Due to a large number of car thefts 30 years ago, the state decided it was no longer necessary to require a person to have the title when junking a vehicle worth less than $1,250 and more than eight years old.
A state deputy inspector noted, "Say I have an old Dodge Caravan; I can scrap that without a title just by presenting a form and a valid ID. It's gotten to the point where it's almost common knowledge. Perps find out the easy ways to make money."
Through March 23 of 2014, 1,494 cars were stolen in New York City.

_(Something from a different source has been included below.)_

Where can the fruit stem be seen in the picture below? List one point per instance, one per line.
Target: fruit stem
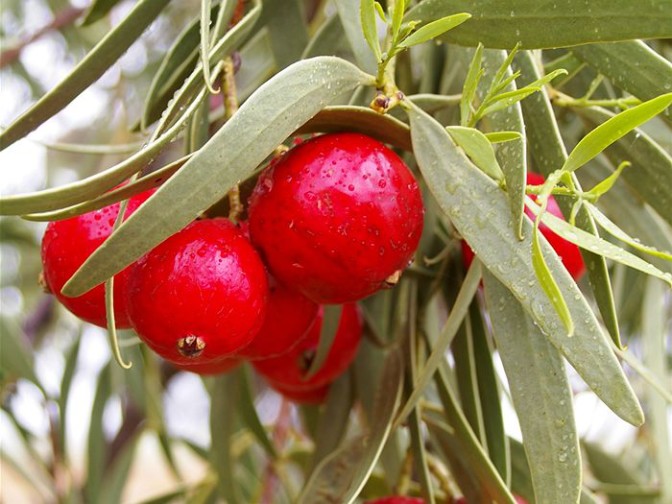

This is an increase of 12 percent when compared to the same period from 2013. Police recently made arrests in a case that involved almost five dozen vehicles. One man is facing charges in connection with selling 15 stolen vehicles to a scrapyard.
It's important to remember that people charged with a crime are not automatically guilty. The prosecution must prove guilty beyond a reasonable doubt at a trial. Those who are facing theft charges could benefit from the advice of a criminal defense attorney, who will ensure that their rights are protected as the case moves through the legal system.